Five New York City schools have been awarded a total of $100,000 towards improvements in science, technology, engineering and math thanks to the Verizon Innovative Learning Grants program – and one of them is right here in the Ridge.
P.S./I.S. 30 Mary White Ovington (415 Ovington Avenue) was given a $20,000 grant on Thursday, December 18 to help foster the school’s growing STEM Program. The news came as a complete surprise to the 10 students science teacher Nathan Tubbs chose to hear first-hand just what this money means.
“The big news is that we submitted a proposal and we’ve received a grant,” said Tubbs. “That way, you can see that science can be more than just a fun subject; it’s something that can be used as a career later.”
Tubbs’ proposal posed the question, “How does STEM affect our lives in both a historical perspective and a current and futuristic perspective?” taking a closer look at “nature deficiency,” and giving students who might not normally have it a VIP ticket to the great outdoors.
The cherry on top? A class-wide field-trip upstate that would allow students to pull up their boots, leave their cell phones behind and participate in real-life survival training. Additionally, Tubbs said, the school will be investing in a brand new 3D printer (or two!) –
and that’s only the beginning.
“My hope in this is that you begin to see how much fun you can have studying STEM,” said the NASA-inspired sixth and seventh grade science teacher from Alabama. “I am so excited about this opportunity for you guys to get creative and think outside the box.”
Principal Carol Heeraman – the self-proclaimed “crying principal” – agreed as she held back tears and commended Tubbs for his efforts and his passion.
“I told him ‘Get this done,’ and here we are,” she lauded. “Mr. Tubbs is an awesome teacher, and I’m just so excited for you guys.”
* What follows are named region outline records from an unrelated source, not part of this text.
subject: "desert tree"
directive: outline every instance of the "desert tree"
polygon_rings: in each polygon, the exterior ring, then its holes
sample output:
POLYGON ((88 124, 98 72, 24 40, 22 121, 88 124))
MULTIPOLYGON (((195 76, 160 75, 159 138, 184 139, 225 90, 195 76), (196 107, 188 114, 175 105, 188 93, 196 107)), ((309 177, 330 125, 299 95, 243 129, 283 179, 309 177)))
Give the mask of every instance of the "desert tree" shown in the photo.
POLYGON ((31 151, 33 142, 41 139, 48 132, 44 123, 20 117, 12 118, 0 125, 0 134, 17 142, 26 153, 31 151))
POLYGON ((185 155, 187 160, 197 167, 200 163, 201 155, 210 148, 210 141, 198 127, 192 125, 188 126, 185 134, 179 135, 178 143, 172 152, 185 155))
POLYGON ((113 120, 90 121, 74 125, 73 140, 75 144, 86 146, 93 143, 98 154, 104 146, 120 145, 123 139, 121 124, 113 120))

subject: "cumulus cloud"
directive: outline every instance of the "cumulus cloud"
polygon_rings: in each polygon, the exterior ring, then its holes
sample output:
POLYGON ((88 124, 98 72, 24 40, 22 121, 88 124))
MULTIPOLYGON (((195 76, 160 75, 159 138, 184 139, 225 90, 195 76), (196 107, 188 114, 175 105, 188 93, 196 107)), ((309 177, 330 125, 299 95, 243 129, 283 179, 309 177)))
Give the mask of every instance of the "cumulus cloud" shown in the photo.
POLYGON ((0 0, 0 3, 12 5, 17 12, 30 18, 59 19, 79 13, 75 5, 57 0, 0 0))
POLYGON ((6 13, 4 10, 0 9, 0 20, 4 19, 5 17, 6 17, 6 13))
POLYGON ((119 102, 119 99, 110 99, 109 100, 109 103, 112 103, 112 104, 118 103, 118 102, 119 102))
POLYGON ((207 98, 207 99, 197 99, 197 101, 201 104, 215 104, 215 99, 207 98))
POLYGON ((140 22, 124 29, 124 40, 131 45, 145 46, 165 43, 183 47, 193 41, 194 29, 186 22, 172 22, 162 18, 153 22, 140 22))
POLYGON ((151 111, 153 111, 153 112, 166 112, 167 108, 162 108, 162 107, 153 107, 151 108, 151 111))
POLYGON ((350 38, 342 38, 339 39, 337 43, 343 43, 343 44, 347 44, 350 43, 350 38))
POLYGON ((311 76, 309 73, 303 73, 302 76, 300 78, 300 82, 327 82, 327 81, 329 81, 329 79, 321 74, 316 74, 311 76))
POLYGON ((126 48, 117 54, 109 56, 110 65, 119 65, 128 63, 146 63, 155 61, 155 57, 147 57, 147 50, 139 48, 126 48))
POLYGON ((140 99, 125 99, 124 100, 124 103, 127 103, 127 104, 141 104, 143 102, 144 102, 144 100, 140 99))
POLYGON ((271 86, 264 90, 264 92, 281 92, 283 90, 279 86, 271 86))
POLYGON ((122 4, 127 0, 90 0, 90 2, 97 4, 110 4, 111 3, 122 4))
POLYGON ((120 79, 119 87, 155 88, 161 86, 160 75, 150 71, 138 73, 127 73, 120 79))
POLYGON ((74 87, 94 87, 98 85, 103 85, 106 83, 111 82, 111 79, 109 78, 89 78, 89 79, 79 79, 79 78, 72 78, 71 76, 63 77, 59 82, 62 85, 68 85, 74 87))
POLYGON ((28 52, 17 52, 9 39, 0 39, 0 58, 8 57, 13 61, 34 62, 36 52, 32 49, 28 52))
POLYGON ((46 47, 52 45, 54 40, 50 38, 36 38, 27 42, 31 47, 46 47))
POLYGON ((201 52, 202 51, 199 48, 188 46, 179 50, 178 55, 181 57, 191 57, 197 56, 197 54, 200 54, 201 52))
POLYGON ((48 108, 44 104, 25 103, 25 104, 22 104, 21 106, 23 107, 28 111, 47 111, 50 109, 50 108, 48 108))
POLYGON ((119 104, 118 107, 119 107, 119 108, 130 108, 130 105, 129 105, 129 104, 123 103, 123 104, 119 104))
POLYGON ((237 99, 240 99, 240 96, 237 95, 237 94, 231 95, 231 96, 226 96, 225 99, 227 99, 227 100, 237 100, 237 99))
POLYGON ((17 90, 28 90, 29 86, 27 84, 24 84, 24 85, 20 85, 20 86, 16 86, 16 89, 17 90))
Douglas Schoenberger, vice president of Corporate Responsibility and Public Policy for Verizon, was on hand to present “the Green School” with one very large check.
“Things like this are really, really important to us,” he said, joking that in the fine print of the grant, Tubbs is required to take the VP on that field trip upstate. “One reason that Verizon focuses on these areas is become they are areas from which we can hire you. When we look for people who want to work for Verizon, that background is really important.”
Councilmember Vincent Gentile and John Quaglione, representative for State Senator Marty Golden, joined in on the congratulations.
“This is all very exciting, and you should be thrilled,” said Gentile.
Quaglione recalled his own fifth grade field trip upstate as his “most memorable moment of elementary school.”
The Verizon Innovate Learning Grants program is part of Verizon’s commitment to the Obama administration’s ConnectED initiative, under which Verizon is providing up to $100 million in cash and in-kind contributions to drive student achievement, especially in STEM subjects.
The Bay Ridge school is one of only 100 schools nationwide to receive the Verizon Innovative Learning Grant.